Quem sabe o Ocidente não se renda a mais produtos japoneses como tem acontecido no
mercado de super-heróis?

Episódio 41: Zushi-Zushi! Não Mais!

Jan passa por uma crise emocional.

Um episódio eletrizante. O quebra-cabeça está aparecendo. Jan não se transforma em nenhum


momento. Geralmente, num super-sentai, sempre tem uma sequência de episódios onde o red
sofre com uma crise existencial. E isso geralmente é reservado para o arco final. E aqui em
Gekiranger não foi diferente. Jan está passando por dilemas. Consumido pela Inveja dos
companheiros por terem família e ele não, somos surpreendidos por uma nova faceta de Jan.
Conhecemos um Jan amargurado, aborrecido e estressado. Não tem mais aquela vitalidade e
jovialidade que estamos acostumados a ver do Jan do início. E sim, ficamos conhecendo um
pouco do passado do nosso protagonista. Eu jurava que não tinha lógica ele ter sido criado na
floresta, nesse episódio, entendemos o porquê disso bem aqui. Geralmente, o passado dos
protagonistas rende alguns episódios. Aqui já é o segundo. Vamos ver se seremos
surpreendidos.

Para quem gosta de “tokusatsu clássico da infância”, vai ser surpreendido por uma
participação MAIS do que especial nessa série e sequência de episódios. Não vou dizer quem
é para não estragar a surpresa, mas é uma participação importante. Claro... não é bom ator,
mas é um excelente dublê e artista marcial e, na época de Gekiranger estava em forma.
Envelheceu pouco da década de 1980 pra 2007. Fazendo movimentos precisos de séries
anteriores que ele participou, o que gerou um misto de nostalgia e aclamação. E ele tem se
tornado uma pessoa importante nesse arco final e seu personagem tem sido a chave para a
solução de muitos dilemas da série. Eu diria que essa participação deixou a série mais
grandiosa do que já é. Um momento de conexão com o passado. Aliás, a série já mostrava
essa conexão com o passado. A repetição de uso de cenas de destruição de maquetes nos anos
80 com um pouco de CG moderno fez com que Gekiranger fosse uma série que,
indiretamente, homenageasse o passado, principalmente a década de 1980.

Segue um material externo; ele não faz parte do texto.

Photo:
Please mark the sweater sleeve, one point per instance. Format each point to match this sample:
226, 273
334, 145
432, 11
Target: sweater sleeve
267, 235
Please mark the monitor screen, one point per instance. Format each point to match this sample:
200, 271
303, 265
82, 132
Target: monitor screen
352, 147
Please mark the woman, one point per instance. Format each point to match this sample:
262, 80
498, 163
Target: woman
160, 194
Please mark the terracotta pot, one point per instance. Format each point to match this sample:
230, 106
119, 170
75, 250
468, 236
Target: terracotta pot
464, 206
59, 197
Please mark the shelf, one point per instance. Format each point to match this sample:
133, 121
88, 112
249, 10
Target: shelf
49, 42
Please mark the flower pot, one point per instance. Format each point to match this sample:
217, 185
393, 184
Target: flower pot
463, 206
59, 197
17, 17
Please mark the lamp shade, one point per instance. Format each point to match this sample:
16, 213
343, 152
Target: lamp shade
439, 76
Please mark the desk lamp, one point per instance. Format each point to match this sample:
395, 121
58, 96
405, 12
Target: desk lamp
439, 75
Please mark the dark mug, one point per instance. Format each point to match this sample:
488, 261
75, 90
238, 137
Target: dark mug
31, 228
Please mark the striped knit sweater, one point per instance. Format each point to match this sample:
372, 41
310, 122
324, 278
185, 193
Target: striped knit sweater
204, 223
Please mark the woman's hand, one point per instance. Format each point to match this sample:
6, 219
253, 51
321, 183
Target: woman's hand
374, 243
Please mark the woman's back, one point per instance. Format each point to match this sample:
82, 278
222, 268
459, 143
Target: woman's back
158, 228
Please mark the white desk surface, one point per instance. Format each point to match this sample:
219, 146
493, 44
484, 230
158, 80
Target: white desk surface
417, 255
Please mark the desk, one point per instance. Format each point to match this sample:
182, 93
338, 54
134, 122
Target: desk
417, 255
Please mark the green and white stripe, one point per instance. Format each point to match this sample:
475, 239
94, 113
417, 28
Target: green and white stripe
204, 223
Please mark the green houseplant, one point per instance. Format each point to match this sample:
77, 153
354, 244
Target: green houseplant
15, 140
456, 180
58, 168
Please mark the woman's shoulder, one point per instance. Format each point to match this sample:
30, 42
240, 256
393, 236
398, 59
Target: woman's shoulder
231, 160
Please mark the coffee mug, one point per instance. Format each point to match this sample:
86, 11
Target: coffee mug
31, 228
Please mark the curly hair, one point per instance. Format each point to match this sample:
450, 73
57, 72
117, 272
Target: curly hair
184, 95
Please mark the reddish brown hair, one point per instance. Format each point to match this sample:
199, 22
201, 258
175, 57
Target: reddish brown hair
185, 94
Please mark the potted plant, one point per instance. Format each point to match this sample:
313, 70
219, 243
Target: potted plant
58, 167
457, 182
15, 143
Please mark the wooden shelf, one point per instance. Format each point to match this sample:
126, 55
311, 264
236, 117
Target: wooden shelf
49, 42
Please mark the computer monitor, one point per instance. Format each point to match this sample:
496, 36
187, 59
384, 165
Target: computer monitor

Episódio 42: Use Washi-Washi para se superar.

Jan volta a si.

Ah... o episódio de superação do Red que existe em muitos sentais. Agora a roteirista está
usando o clichê a seu favor. Não vejo problema em usar situações rotineiras nas séries.
Sabendo usar, pode ser útil. É o caso de Michiko Yokote que favoreceu o clichê a favor do
andamento da série. É muito difícil um sentai usar elementos que sejam 100% inéditos. Ainda
mais de uma franquia que tem quase 50 anos. Era óbvio que haverá momentos em que o
roteiro pegará elementos de séries anteriores a seu favor. E com Gekiranger não foi diferente.
Coisas vistas em sentais como Changeman, Flashman, Maskman, Kakuranger, Liveman,
Turboranger, Jetman, Fiveman, Megaranger e entre outros estão presentes aqui nessa série
também. E sem falar que Gekiranger é a série de número 31. Ou seja, antes dela tivemos 30
séries. É muito comum o uso de repetição de situações nessas séries. E é muito difícil de criar
uma situação nova. Mas dá para pegar os mais de 1000 episódios da franquia e fazer várias
combinações de situações.

Um elogio sobre a atuação de Hiroki Suzuki é necessário aqui. Eu também não levava muita
fé no trabalho dele no início. Mas ele evoluiu bastante no decorrer da série. Mas não conheço
outros trabalhos do ator. Pelo que andei pesquisando, ele só tem Gekiranger no currículo e o
Jan como trabalho único no ramo da atuação. Na época de Gekiranger, ele tinha 23 anos. E
retornaria ao personagem em Gokaiger. Não sei o que houve para que ele abandonasse as
cênicas, mas ele se mostrou também um exímio acrobata. Ele nos presenteou com ótimas
coreografias de luta. É interessante ver que um ator com a capacidade dele encarou alguns
momentos para fazer um herói diferente. Geralmente, um ator da Era Heisei evita muitas
cenas de combate corpo a corpo, recorrendo a dublês para isso. Mas ele não teve medo de ir
para cenas de ação. É uma pena que ele não voltou mais para o ramo da atuação em séries ou
filmes de ação.

Episódio 43: Hapi-Hapi! Feliz Natal, OSU!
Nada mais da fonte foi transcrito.